Friday, November 15, 2013

Bad Reporting

The NYTimes, instead of relying on an agency report, as usual, decided to deal with this:

West Bank: Palestinian Family’s Home Is Set on Fire
Published: November 14, 2013

Assailants burned the entrance of a Palestinian family’s home in the West Bank village of Sinjil early Thursday. Hebrew graffiti sprayed on a stone wall outside suggested that the arson was an act of revenge by Jewish extremists for the fatal stabbing of an Israeli soldier by a Palestinian teenager the day before. The graffiti read “Regards from Eden, revenge!” apparently a reference to Eden Atias, the soldier who was stabbed on a bus in northern Israel. The house, belonging to the Dar Khalil family, which has no known connection with the stabbing, was set on fire as the parents and five children slept inside. They escaped without serious injury. The Israeli police said an investigation was underway.

Since Sinjil is nearby to Shiloh, I was more concerned over this incident than other presumed 'price-tag' activities.

One media item was reported by EOZ photo of the burned out home from photojournalist Mahmoud Illean on the public news service Demotix...focus[es on]...the basketball.

    The only problem is that the basketball was placed there by a photographer!

    Haaretz reporter Chaim Levinson took his own photo of the ball and wrote on his Facebook page, "See the ball in the burnt room? It wasn't really there. A Palestinian photographer brought it in from the outside to improve the photo."

    Roy Sharon of Israel's Channel 10 tweeted the same thing. He wrote that if you see any photos of an orange ball in today's news coverage, you should know that it was placed there by the MBC (Saudi) channel photographer.

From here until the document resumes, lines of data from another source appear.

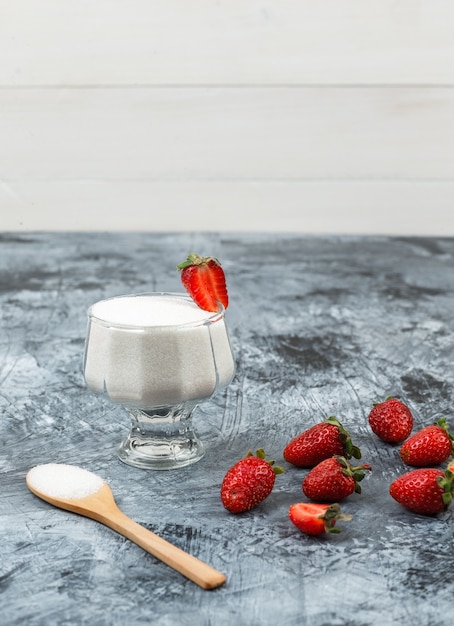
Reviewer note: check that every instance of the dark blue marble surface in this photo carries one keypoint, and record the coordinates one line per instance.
(319, 326)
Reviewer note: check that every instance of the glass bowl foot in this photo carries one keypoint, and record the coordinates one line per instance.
(161, 439)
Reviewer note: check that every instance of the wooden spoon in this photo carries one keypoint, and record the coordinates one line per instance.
(101, 506)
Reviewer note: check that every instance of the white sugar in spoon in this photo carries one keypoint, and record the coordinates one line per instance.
(80, 491)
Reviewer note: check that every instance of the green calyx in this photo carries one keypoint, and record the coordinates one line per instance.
(357, 473)
(195, 259)
(443, 424)
(350, 450)
(446, 482)
(260, 454)
(332, 515)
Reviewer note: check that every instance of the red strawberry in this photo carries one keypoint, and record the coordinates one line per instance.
(432, 445)
(427, 490)
(204, 280)
(248, 482)
(320, 442)
(315, 519)
(391, 420)
(333, 479)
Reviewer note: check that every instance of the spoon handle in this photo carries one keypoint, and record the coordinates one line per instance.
(199, 572)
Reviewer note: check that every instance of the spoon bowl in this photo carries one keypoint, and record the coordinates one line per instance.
(100, 505)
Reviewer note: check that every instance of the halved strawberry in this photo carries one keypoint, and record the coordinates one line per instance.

One thing more substantial does bother me about the media reporting though.

Why has no one (and I think I have mentioned this previously) tried to do a graphology comparison.  No, not the police.  The press.  Is it one hand writing the slogans?  Is it a Hebrew writer or another?  Is there anything that we can learn?  That is what an investigating reporter is supposed to do.